We’d just spent a lovely afternoon at Plopsaland (yes, it is a real place – see this earlier post), in the pleasant Belgian coastal town of De Panne. If you’re wondering why the name De Panne sounds familiar, it’s because of its similarity to the French phrase for being in the state of automotive breakdown: en panne.
Camper Van Crisis
We’re bowling away from De Panne in the direction of Antwerp when my husband, at the steering wheel, starts emitting anguished noises nearly as loud as the sounds emanating from our back axle. When the rear right wheel starts to sound like a tank crossing cobblestones, Gordon pulls over onto the hard shoulder.
“We’ve got a flat tyre,” he surmises, stony-faced.
Cars and lorries are hurtling past us in the pitch black, terrifyingly close. It begins to rain.
My heart sinks. As Gordon scrabbles in his wallet for his rescue service membership card, I search for the paraphernalia that drivers are required to carry on the continent.
Don’t drive through France without it (photo via Amazon)
I’m astonished and relieved to discover that we do have on board the reflective triangle which must be placed 50-100m behind any vehicle in case of breakdown, plus the requisite dayglo waistcoat, which Gordon dons before marching into oncoming traffic to set up the triangle.
While he does so, I unearth the spare set of bulbs, the headlight adapters and the breathalyser, in the absence of which we would face a police charge. I’m impressed. We’re not normally this organised (and yes, I do realise that strictly speaking the headlight adapters ought to be on the headlights, not in a cupboard).
A Tale of Previous Panic
Innocents abroad – spot the tourists in Fontainebleau, summer 2011
Gordon is keen to avoid a recurrence of our previous near-arrest by French traffic police on an earlier trip.
They pulled us over in a small town on a sleepy summer Saturday afternoon, after we’d gone twice round a roundabout trying to find the local swimming pool to cool off. They asked to see our papers for the van. The papers were still in England.
While apologising profusely for their absence in my best schoolgirl French, I glanced over my shoulder to check that Laura, then aged 7, was not frightened at this turn of events. She flashed her sweetest smile at the policemen from where she sat surrounded by cuddly toys, and the gendarmes‘ hearts melted.
A swift discussion ensued between the policemen, in which I detected that they were going to change their incident notes. They’d skip the bit about the missing papers and say they’d stopped us to check the child in the back was wearing a seatbelt. She was. We were off the hook – and they even told us how to get to the swimming pool.

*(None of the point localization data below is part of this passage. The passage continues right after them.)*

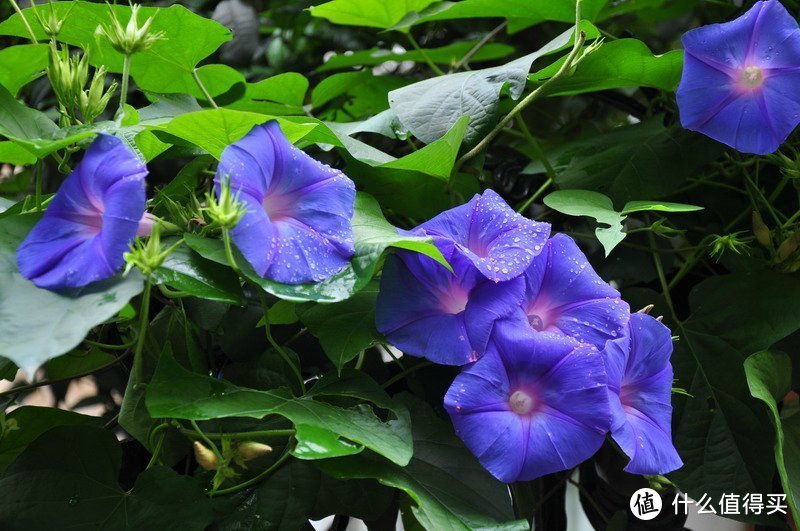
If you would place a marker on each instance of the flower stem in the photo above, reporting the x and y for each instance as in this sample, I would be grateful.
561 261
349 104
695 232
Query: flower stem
123 92
144 321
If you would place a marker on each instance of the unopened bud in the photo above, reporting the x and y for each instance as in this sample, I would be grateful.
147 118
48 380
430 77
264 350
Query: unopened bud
131 38
205 457
251 450
225 209
760 229
789 246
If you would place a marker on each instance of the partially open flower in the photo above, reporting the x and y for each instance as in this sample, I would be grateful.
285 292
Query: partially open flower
447 317
534 404
640 385
91 221
500 242
297 225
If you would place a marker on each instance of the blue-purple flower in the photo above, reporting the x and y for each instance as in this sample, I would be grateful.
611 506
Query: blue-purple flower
297 226
741 79
534 404
564 295
640 385
500 242
90 222
447 317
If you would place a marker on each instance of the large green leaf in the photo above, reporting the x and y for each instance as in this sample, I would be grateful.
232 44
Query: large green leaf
215 129
430 108
631 162
345 328
31 422
444 55
617 64
598 206
166 67
769 376
38 324
185 270
449 486
373 235
721 432
67 478
175 392
21 64
372 13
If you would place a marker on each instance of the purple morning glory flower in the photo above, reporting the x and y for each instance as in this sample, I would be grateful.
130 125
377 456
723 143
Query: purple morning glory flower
534 404
90 222
564 295
640 385
447 317
297 226
500 242
741 79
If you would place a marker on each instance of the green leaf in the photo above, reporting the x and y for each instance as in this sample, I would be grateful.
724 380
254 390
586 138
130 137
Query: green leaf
616 64
594 205
631 162
371 13
67 478
12 153
39 324
721 432
185 270
215 129
345 328
444 55
529 12
175 392
77 362
769 376
373 235
449 486
21 64
32 421
167 67
432 107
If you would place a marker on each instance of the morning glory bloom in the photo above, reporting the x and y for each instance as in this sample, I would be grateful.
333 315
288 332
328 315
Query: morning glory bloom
564 295
297 226
447 317
534 404
741 79
90 222
500 242
640 386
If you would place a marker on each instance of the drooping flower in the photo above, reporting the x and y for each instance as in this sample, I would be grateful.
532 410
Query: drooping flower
447 317
741 79
90 222
297 226
534 404
500 242
640 386
564 295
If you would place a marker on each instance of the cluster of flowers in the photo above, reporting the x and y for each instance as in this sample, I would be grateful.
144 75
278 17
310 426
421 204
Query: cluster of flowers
296 227
554 360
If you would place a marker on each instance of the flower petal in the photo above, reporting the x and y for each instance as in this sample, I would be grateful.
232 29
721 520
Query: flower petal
500 242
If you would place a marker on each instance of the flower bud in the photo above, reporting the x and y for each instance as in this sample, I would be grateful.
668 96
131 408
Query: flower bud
251 450
205 457
760 230
226 209
133 37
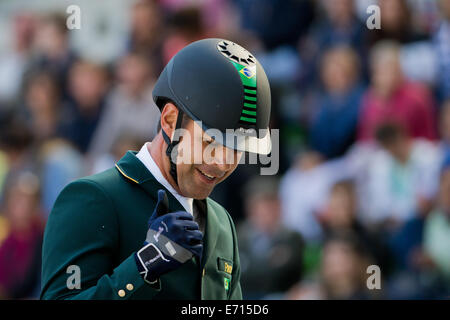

Back in De Panne in de present, I’m relieved to realise that our overseas rescue membership must still be valid, as it’s less than a year since we called them out in Luxembourg, when we renewed our card.
International Rescue
Our knight of the road
I keep to myself the knowledge that, in the UK at least, for safety reasons it’s deemed best practice to leave the distressed vehicle and sit on the hard shoulder until the rescue vehicle arrives. We might in theory be safer perched on a precipitous grassy bank in the dark and in the rain, but I feel more secure remaining in the van, with the lights on, rustling up a cup of tea and a meal on the gas stove.
We are not waiting long. A Belgian rescue mechanic arrives within the hour, cheerful, friendly and efficient. Ten minutes later, he’s replaced the burst tyre with the spare wheel. He advises us to drive slowly to the next aire (motorway services), conveniently just 700m ahead, to inflate the spare tyre to the legal standard. To make sure we arrive intact, he leads the way in his bright yellow van and helps us find the air hose, parking his van protectively alongside us, like a mother hen on wheels.
It’s only then that I notice on the side of his vehicle the declaration of the service that he offers: “Dépannage”. So, we have been dépanné in De Panne. That’s rather pleasing.
(Cover of 1974 single – image via Amazon.co.uk)
All the same, as he pulls away into the night, I make a mental note never to visit Shanghai.